Without valid orders, there is no legal basis for Sassa to continue paying the grants.

Carina Du Toit from the Centre for Child Law says in court papers that it also means that the children's placement with their existing foster parents is technically unlawful, so they could be removed at any time.

The court papers indicate that the children, because of the Social Development Department, had fallen through the safety nets set up to protect them - caught between the minister or MEC who had failed to extend the orders and a Child Welfare commissioner who believes it is not within the Children's Court's power to convene fresh inquiries.

But Du Toit believes the Child Care Act is flexible enough to allow the commissioner to hear such matters afresh "as if there had been no previous order", especially given the constitutional imperative that the best interests of the child should be the paramount consideration.

"Once the foster-care orders lapsed the children were placed in a position where they again became in need of care and protection. The lack of a valid order places the children in a particularly vulnerable position and the children are patently children in need of care and protection, as defined in the Child Care Act. I submit that the commissioner for Child Welfare was empowered to hear the matters as if they were new matters under new case numbers for each child."
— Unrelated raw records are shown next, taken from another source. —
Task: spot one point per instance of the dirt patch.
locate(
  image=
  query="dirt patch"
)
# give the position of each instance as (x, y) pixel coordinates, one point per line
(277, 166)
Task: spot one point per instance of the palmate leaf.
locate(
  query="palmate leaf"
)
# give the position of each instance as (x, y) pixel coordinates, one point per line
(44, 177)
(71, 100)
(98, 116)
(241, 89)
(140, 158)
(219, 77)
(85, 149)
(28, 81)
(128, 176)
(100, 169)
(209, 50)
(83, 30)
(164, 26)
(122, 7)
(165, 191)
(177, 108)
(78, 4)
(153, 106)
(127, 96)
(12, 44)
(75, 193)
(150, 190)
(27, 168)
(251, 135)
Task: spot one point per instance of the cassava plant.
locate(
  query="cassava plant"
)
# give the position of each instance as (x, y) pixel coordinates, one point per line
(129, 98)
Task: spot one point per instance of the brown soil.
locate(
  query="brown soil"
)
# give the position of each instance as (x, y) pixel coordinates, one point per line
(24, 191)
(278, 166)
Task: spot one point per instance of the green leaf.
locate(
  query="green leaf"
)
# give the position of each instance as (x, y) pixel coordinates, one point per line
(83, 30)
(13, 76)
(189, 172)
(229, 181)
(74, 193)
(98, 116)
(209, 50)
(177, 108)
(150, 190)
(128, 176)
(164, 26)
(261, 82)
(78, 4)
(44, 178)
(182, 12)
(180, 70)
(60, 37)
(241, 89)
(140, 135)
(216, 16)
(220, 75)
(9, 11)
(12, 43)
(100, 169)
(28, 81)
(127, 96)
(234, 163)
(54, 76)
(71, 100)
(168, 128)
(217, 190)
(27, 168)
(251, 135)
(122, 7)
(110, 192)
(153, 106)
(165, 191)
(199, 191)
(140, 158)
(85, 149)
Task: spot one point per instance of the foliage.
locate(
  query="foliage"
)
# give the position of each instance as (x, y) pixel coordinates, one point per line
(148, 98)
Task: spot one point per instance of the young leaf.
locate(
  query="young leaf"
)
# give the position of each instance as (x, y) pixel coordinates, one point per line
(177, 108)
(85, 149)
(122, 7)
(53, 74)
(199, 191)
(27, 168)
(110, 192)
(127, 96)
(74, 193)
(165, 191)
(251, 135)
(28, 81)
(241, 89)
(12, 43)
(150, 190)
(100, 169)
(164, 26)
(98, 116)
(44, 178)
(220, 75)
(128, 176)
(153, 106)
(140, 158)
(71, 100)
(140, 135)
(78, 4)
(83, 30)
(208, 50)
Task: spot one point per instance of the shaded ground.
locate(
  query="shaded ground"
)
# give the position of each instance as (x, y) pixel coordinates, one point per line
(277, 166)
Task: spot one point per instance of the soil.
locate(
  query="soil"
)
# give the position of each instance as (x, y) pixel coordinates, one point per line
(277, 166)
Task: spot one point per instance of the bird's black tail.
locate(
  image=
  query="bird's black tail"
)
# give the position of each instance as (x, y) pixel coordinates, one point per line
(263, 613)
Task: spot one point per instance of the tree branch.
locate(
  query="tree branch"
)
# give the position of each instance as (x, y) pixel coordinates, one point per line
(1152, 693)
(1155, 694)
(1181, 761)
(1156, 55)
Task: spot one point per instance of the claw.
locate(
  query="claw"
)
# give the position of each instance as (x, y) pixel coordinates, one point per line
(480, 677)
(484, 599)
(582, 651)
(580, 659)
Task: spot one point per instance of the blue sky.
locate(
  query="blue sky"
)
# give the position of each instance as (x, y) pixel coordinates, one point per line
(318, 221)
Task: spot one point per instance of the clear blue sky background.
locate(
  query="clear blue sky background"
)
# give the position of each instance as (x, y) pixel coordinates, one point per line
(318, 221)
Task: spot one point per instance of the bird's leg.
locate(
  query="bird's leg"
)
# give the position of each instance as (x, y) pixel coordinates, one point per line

But this has not happened and the centre was left with little choice but to resort to the Grahamstown High Court. It is asking the court to review the minister or MEC's failure to make a decision to extend the orders and to "substitute" its own order in terms of which the foster-care orders be immediately reinstated. Alternatively, it wants the court to order the commissioner of Child Welfare to consider each child's case afresh.

In addition, the court is also being asked to order Sassa to immediately resume paying the foster-care grants to the foster parents, including arrears from the date the payment was stopped in July last year.